## Introduction
This notebook is created for my experiment.  
I want to find out how effective the lag and lead features are in predicting.  
I would be happy if this could be useful for someone's modeling.  
  
This is the my first notebook by python.  
After joining kaggle, I can use python.   
Thanks to kagglers!

### Update
Add null importance. In order to save the calculation time, only fold1 is calculate.  
Correction of typographical errors and expressions.

In [None]:
import os
import gc
import numpy as np
import pandas as pd
import time

import seaborn as sns
import matplotlib.pyplot as plt

import lightgbm as lgb
from sklearn.model_selection import GroupKFold, KFold, StratifiedKFold
from sklearn.metrics import cohen_kappa_score, accuracy_score, mean_squared_error, f1_score

import warnings
warnings.filterwarnings('ignore')

import eli5
from eli5.sklearn import PermutationImportance

for dirname, _, filenames in os.walk('/kaggle/input'):
    for filename in filenames:
        print(os.path.join(dirname, filename))

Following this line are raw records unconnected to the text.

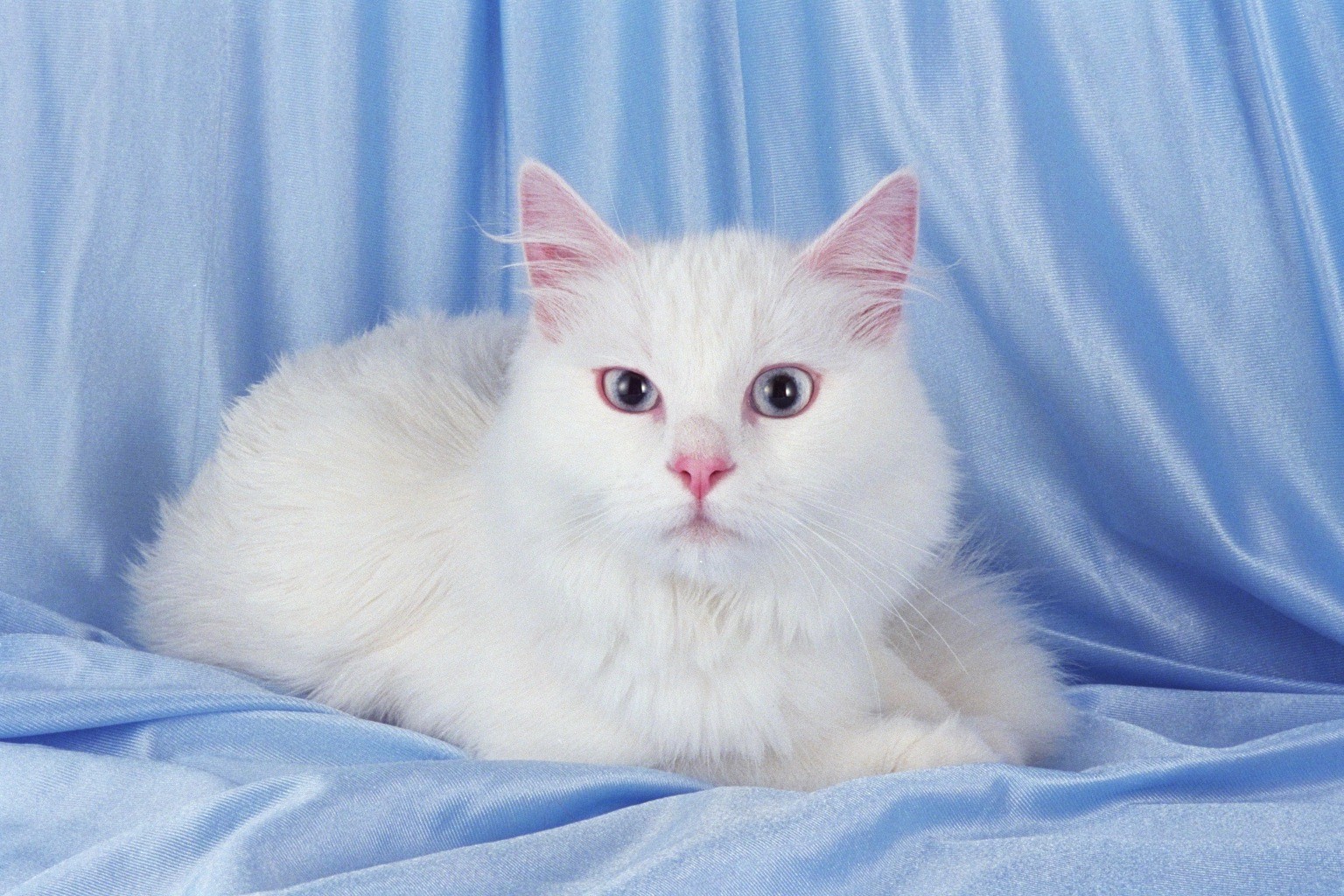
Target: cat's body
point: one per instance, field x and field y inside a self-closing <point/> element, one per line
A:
<point x="446" y="526"/>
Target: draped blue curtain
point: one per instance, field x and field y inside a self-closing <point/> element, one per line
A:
<point x="1132" y="242"/>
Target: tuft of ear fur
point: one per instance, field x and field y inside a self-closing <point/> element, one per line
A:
<point x="564" y="242"/>
<point x="870" y="248"/>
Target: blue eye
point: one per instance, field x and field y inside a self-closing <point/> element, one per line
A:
<point x="781" y="391"/>
<point x="629" y="391"/>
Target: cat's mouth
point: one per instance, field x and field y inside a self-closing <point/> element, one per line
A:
<point x="704" y="529"/>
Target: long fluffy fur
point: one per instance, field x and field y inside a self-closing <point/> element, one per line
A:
<point x="441" y="524"/>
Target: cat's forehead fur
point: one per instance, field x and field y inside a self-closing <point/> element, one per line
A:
<point x="706" y="306"/>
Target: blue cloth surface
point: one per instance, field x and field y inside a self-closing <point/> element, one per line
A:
<point x="1132" y="236"/>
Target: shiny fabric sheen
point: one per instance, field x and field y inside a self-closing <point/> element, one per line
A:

# Any results you write to the current directory are saved as output.

In [None]:
train = pd.read_feather("../input/ion-switching-expriment-lag-and-lead-features/train_lag30.feather")
test = pd.read_feather("../input/ion-switching-expriment-lag-and-lead-features/test_lag30.feather")
sample_submission = pd.read_csv("../input/liverpool-ion-switching/sample_submission.csv")

In [None]:
print(train.shape)
print(test.shape)

## Features
Lag, lead, and minimal features have been created.  
* Batch: 50s, 10s, 5s, 0.5s, 0.05s(does not use in model)
* mean, sd: Applies to 5s, 0.5s, 0.05s batch.
* signal lag: 30 features. NA fills using by first data of 10s batch.
* signal lead: 30 features. NA fills using by last data of 10s batch.
* rolling mean: Created at the center of the lead and lag range(61points ma). NA fills using by mean of signal. 

[I have created features by R.](https://www.kaggle.com/kei96kag/ion-switching-expriment-1-lag-and-lead-features)

In [None]:
train.columns

## Validation

In [None]:
## Preparation

drop_cols = [
    'time','open_channels'
    ]

train['open_channels'] = train['open_channels'].astype(int)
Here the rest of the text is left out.